St. Ignace Island
- Interactive map of St. Ignace Island

Geography
- Location: Great Lakes
- Coordinates: 48°47′33″N 87°55′43″W﻿ / ﻿48.79250°N 87.92861°W
- Area: 274 km^{2} (106 sq mi)
- Highest elevation: 565 m (1854 ft)
- Highest point: Mount St. Ignace

Administration
- Canada
- Province: Ontario

Demographics
- Population: Uninhabited

= St. Ignace Island =

Canadian island in Lake Superior

St. Ignace Island (French: Île Saint-Ignace), in northern Lake Superior in Ontario, Canada, is the eleventh-largest lake island in the world. With an area of 274 km2, it is also the second-largest lake island in Lake Superior, following Isle Royale, and the fifth largest of all the islands on the Great Lakes, trailing Manitoulin Island, Isle Royale, St. Joseph Island and Drummond Island.

St. Ignace Island, which is uninhabited, is situated near the north shore of Lake Superior at the entrance to that lake's Nipigon Bay, in Northern Ontario. The English name is a translation of the original French name given it by Jesuit missionaries in honor of their founder St. Ignatius of Loyola. The island is clearly depicted on the 1669 map "Lac Tracy ou Superieur avec les dependances de la Mission du Saint Esprit" attributed to Claude-Jean Allouez and Jacques Marquette.
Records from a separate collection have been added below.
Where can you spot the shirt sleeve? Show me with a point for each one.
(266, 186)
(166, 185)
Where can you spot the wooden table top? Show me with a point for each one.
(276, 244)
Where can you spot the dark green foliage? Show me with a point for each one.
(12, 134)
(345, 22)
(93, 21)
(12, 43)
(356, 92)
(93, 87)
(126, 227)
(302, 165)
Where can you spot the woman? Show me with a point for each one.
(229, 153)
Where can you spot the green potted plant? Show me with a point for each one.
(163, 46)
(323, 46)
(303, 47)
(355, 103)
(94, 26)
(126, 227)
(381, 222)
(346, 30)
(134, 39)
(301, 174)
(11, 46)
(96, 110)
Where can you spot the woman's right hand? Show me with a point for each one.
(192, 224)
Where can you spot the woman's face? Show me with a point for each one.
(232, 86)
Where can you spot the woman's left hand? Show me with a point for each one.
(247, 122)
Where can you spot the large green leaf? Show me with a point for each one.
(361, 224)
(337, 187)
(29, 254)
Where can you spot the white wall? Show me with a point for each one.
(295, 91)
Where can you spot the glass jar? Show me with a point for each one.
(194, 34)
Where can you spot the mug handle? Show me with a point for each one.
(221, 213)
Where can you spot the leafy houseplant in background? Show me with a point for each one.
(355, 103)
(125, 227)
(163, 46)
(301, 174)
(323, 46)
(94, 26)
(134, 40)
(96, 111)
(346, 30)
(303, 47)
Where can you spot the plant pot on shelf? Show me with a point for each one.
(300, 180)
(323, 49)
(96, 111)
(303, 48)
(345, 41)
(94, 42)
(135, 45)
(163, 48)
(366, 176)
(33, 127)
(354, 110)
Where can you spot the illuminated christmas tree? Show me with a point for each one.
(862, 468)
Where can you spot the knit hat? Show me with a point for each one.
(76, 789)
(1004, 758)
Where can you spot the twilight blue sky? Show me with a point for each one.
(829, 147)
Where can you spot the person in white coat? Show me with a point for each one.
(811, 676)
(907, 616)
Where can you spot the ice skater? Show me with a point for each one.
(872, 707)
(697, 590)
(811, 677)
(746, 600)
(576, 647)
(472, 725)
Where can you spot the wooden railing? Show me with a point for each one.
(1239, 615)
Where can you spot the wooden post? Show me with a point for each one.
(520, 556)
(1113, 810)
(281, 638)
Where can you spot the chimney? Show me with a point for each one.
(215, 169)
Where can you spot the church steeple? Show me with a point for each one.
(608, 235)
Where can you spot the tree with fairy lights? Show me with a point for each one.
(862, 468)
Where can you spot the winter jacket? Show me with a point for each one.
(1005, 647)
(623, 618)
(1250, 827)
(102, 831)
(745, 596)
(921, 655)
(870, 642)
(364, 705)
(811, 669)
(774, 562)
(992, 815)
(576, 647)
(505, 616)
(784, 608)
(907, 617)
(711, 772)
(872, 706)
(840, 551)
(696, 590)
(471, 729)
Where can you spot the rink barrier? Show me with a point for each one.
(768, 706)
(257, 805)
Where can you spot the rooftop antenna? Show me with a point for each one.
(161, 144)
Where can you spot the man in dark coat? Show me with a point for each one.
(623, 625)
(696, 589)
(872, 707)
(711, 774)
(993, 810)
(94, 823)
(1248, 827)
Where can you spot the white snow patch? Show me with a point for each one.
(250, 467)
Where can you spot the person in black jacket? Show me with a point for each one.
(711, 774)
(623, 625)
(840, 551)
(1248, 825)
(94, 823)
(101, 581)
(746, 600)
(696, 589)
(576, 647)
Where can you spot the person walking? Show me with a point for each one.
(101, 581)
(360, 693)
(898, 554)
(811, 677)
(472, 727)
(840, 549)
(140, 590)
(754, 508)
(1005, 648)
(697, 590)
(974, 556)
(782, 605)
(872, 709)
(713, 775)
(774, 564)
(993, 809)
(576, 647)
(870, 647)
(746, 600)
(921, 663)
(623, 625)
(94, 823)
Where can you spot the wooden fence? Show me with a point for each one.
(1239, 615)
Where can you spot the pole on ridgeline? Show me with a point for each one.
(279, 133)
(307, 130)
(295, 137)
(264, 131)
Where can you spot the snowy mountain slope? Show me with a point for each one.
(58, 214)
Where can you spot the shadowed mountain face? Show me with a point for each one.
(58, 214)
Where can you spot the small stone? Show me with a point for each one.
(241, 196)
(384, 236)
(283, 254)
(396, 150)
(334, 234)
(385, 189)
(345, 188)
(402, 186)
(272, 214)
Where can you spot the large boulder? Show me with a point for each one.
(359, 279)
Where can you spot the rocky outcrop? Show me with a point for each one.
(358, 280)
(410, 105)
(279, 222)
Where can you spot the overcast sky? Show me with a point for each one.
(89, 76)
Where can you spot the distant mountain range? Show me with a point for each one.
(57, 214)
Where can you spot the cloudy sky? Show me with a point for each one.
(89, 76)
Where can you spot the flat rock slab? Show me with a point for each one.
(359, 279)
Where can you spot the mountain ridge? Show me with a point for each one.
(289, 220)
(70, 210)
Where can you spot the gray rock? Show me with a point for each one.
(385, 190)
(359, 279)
Nipigon Strait separates it from the large Black Bay peninsula. St. Ignace Island lies next to Simpson Island. The island is about 20 km from the nearest community, Red Rock, Ontario. The island's Mount St. Ignace is the highest point of the many islands in Lake Superior, at 565 m above sea level, though lower than the other high points in Northern Ontario, including the 693 m Ishpatina Ridge, highest point in Ontario.

==Climate==
The island has a humid continental climate. St. Ignace Island has incredible seasonal lag due to maritime influences. August and September are the warmest months and February is the coldest month by a substantial margin.